Talend Cloud Data Preparation architecture - Cloud

Talend Cloud Data Preparation User Guide

Version
Cloud
Language
English (United States)
Product
Talend Cloud
Module
Talend Data Preparation
Content
Administration and Monitoring > Managing connections
Data Quality and Preparation > Cleansing data
Data Quality and Preparation > Managing datasets

This architecture diagram identifies the functional blocks of Talend Cloud Data Preparation

The diagram is divided into two main parts: the local network and the cloud infrastructure.

Local network

The local network includes a web browser, Talend Studio, a Remote Engine Gen 1, and a Remote Engine Gen2.

From your web browser, you can access the Talend Cloud Data Preparation application.

From Talend Studio, you can benefit from the Talend Cloud Data Preparation features through the use of the tDatasetInput, tDatasetOutput, and tDataprepRun components. You can create datasets from various databases and export them in Talend Cloud Data Preparation, or leverage a preparation directly in a data integration Job or Spark Job.

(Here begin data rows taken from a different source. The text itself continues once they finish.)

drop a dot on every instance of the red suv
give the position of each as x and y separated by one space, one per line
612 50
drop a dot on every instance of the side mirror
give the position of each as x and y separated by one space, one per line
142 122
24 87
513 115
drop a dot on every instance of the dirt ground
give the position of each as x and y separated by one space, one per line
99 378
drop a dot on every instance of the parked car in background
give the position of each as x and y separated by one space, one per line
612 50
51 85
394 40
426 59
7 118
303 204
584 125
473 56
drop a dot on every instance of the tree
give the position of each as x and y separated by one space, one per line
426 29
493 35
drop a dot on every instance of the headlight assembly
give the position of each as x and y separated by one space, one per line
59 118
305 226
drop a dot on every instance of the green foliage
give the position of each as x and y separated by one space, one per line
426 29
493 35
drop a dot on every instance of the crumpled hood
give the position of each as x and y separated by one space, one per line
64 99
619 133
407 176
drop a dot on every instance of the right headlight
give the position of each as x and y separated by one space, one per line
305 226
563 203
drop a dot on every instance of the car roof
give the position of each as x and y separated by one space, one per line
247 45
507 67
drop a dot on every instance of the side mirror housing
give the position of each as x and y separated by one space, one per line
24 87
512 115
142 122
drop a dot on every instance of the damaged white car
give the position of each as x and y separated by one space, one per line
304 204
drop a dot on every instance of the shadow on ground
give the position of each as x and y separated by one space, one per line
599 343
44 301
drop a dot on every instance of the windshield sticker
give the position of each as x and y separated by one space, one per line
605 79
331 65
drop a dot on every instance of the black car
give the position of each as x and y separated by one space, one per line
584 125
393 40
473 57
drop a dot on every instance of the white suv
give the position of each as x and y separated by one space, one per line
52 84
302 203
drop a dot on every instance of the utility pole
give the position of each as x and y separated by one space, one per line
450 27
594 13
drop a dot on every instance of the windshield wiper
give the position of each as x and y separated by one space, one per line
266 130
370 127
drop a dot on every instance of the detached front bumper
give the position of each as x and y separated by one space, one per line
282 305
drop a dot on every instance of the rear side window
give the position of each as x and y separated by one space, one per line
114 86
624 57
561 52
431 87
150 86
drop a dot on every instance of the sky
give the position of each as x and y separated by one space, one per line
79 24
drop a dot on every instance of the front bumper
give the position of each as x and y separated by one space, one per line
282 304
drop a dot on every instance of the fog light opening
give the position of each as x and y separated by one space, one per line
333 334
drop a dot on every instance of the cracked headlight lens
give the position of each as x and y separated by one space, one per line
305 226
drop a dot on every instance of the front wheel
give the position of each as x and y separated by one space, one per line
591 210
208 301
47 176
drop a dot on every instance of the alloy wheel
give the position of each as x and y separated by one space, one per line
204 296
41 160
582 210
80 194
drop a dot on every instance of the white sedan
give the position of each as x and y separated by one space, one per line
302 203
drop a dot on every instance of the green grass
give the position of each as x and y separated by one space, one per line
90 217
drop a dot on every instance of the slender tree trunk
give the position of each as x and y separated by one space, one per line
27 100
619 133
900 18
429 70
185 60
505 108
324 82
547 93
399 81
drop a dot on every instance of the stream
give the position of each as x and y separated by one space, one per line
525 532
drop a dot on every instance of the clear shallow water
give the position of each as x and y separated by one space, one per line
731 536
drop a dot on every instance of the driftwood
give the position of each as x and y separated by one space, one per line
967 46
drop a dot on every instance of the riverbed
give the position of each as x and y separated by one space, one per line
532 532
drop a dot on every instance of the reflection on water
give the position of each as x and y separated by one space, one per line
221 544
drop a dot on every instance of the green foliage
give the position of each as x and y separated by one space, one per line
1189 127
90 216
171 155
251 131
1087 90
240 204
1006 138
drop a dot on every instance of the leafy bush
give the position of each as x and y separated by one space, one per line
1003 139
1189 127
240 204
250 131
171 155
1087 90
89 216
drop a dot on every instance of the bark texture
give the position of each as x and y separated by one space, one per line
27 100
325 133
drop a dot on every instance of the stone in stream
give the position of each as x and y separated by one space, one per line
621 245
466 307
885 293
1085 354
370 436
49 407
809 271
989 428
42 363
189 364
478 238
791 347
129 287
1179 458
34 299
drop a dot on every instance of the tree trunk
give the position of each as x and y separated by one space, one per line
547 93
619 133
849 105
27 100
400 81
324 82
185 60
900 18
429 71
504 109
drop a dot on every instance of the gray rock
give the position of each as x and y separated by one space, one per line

The Remote Engine Gen 1 is used to run the Jobs that use the Data Preparation components, and run artifacts and tasks on premises.

The Remote Engine Gen2 is used to run objects from the Talend Cloud applications, as well as creating connections and fetching data samples.

Cloud infrastructure

The cloud infrastructure includes Talend Cloud Data Preparation that relies on the Dataset service, and the Cloud Engine for Design.
  • The Dataset service is what provides the unified dataset list for Talend Cloud Data Preparation, Talend Cloud Data Inventory and Talend Cloud Pipeline Designer.
  • In Talend Cloud Management Console, you can administrate roles, users, projects, and licences. You can create new users for the cloud applications and assign them to custom groups. You can then define roles and assign them to your users. Talend Cloud Management Console is also used to import your license files and create projects to collaborate on in Studio. In addition, you can enable data and file transfer, data integration, and access to shared data sources for web users. You can, for example, import and use preconfigured sample Tasks, or design Tasks that automate the exchange and synchronization of data between applications.
  • In Talend Cloud Data Preparation, you can import your data from local files or other sources, and cleanse or enrich it by creating new preparations.
  • In Talend Dictionary Service, you can add, remove, or modify the semantic categories that are applied to each column in your data when opened in Talend Cloud Data Preparation.

The Cloud Engine for Design is used to run artifacts, tasks and preparations in the cloud, as well as creating connections and fetching data samples.